Esthétiquement, là aussi les belles trouvailles s’enchaînent, les moments de grâce décollent la rétine. Ce travail sur l'image est paradoxalement aussi explosif que subtil. Le travail sur les couleurs est remarquable, la mise en scène des situations et des personnages, homérique. Annette est une poésie de tous les instants, un conte tragique, une pièce dramatique, une œuvre rare, une œuvre d'art.

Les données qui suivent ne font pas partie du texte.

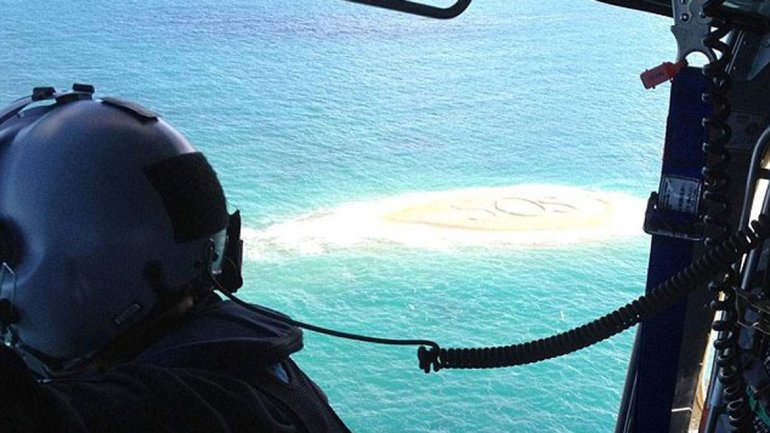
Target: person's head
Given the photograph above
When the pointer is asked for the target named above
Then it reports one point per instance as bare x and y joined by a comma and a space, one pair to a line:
108, 216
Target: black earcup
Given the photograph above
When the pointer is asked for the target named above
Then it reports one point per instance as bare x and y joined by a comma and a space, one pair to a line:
8, 251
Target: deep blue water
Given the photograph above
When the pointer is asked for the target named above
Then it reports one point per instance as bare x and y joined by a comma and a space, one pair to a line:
308, 105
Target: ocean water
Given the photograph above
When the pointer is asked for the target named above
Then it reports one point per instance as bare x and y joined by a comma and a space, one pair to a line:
305, 107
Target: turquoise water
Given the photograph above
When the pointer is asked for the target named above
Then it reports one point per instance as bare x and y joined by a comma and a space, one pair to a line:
306, 106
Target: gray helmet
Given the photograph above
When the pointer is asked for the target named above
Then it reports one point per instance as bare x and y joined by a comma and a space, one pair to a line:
106, 214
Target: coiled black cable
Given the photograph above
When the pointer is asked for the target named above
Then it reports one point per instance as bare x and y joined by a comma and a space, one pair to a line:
715, 218
717, 260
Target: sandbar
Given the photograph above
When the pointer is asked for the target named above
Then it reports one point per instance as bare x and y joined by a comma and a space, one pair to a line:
531, 215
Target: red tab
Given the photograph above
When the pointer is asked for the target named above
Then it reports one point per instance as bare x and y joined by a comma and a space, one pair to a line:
661, 74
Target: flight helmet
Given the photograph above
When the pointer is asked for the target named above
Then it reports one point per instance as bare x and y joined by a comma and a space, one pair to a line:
107, 215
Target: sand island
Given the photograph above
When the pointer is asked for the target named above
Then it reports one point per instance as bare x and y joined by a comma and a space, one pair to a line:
518, 216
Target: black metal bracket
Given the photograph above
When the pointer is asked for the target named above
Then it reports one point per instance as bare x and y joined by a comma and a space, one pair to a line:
421, 9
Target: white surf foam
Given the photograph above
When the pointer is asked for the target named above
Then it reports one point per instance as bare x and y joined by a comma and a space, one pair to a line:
367, 223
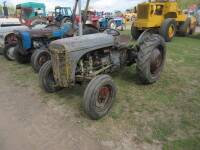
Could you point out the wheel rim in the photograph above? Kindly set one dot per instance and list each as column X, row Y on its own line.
column 156, row 61
column 113, row 26
column 188, row 30
column 43, row 59
column 104, row 98
column 11, row 39
column 10, row 53
column 171, row 31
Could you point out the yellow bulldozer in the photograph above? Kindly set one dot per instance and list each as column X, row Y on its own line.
column 163, row 17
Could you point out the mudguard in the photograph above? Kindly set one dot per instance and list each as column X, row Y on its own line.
column 66, row 53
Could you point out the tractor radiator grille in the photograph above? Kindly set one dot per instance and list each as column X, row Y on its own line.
column 60, row 70
column 143, row 11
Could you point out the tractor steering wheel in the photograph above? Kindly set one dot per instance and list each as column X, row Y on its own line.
column 112, row 32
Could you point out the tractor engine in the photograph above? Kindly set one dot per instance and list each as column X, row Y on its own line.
column 94, row 62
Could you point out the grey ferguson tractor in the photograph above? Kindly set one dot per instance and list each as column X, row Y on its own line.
column 89, row 58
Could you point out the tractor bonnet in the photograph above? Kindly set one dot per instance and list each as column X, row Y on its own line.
column 66, row 53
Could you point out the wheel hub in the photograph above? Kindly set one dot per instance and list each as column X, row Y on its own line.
column 42, row 59
column 103, row 97
column 171, row 31
column 113, row 26
column 156, row 61
column 10, row 53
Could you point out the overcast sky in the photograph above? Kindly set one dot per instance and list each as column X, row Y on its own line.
column 104, row 5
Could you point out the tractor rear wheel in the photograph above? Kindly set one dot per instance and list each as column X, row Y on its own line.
column 184, row 29
column 39, row 58
column 9, row 52
column 151, row 59
column 46, row 78
column 21, row 58
column 168, row 29
column 192, row 30
column 135, row 32
column 99, row 96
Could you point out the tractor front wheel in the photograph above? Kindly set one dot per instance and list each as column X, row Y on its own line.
column 168, row 29
column 21, row 58
column 99, row 96
column 9, row 52
column 38, row 59
column 46, row 78
column 151, row 59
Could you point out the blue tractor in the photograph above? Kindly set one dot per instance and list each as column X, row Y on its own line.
column 32, row 45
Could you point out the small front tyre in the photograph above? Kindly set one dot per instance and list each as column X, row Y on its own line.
column 99, row 96
column 9, row 52
column 46, row 78
column 21, row 58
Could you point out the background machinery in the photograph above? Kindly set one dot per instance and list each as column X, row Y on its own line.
column 164, row 17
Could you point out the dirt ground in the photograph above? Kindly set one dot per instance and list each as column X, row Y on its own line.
column 28, row 124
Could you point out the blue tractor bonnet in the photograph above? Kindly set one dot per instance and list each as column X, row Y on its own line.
column 62, row 31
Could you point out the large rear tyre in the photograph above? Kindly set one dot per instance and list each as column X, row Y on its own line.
column 135, row 32
column 184, row 28
column 9, row 52
column 151, row 59
column 168, row 29
column 21, row 58
column 39, row 58
column 99, row 96
column 46, row 78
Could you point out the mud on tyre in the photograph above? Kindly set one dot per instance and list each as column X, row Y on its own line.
column 151, row 59
column 99, row 96
column 21, row 58
column 9, row 52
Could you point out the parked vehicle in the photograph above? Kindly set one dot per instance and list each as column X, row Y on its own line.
column 31, row 13
column 89, row 58
column 130, row 15
column 7, row 27
column 33, row 45
column 111, row 21
column 164, row 17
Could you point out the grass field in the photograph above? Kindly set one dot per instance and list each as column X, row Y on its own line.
column 165, row 115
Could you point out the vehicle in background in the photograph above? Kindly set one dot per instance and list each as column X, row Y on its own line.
column 130, row 15
column 33, row 45
column 163, row 17
column 113, row 21
column 193, row 21
column 31, row 13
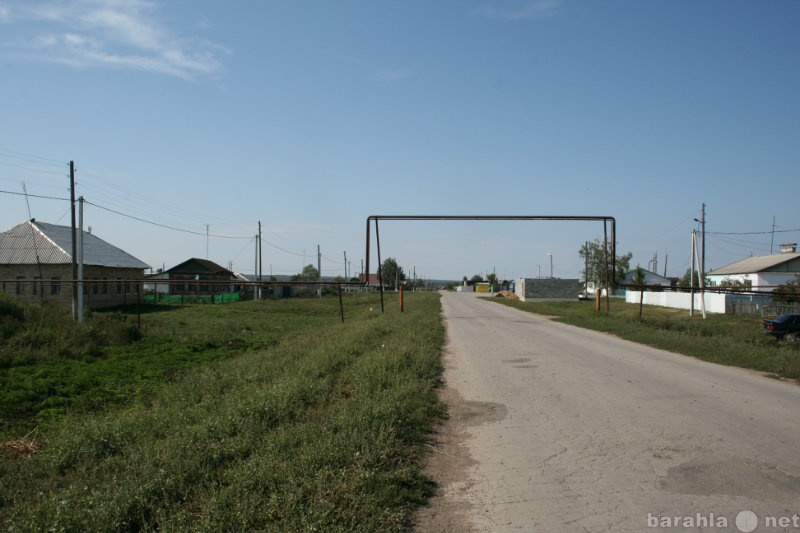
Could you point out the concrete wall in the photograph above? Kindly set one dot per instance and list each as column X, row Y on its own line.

Il est certain que Annette aura son lot de détracteurs. Le film n'est pas sans petits défauts. On pourrait lui reprocher un trop plein de chansons, propre au genre mais qui pourrait en lasser plus d'un. De plus, malgré l'écriture et l'interprétation des comédiens, certains moments clés peuvent manquer d'émotions ou de sensations à propos. Une forme de disonnance regrettable avec l'intensité du reste. Cependant, il y a fort à parier qu'avec ses nombreux atouts Annette figure parmi les plus beaux films de l'année.
Le génie et le grain de folie de Carax, Les performances de Cotillard, Driver et Helberg et la mémorable bande originale de Sparks forment un tout inattendu, mais au combien grandiose.
Annette est une œuvre profonde, au sous-texte grinçant. Malgré sa dramaturgie profonde, Annette c'est une autre forme d'ivresse joyeuse, de celle qui ne nous quittera pas de sitôt.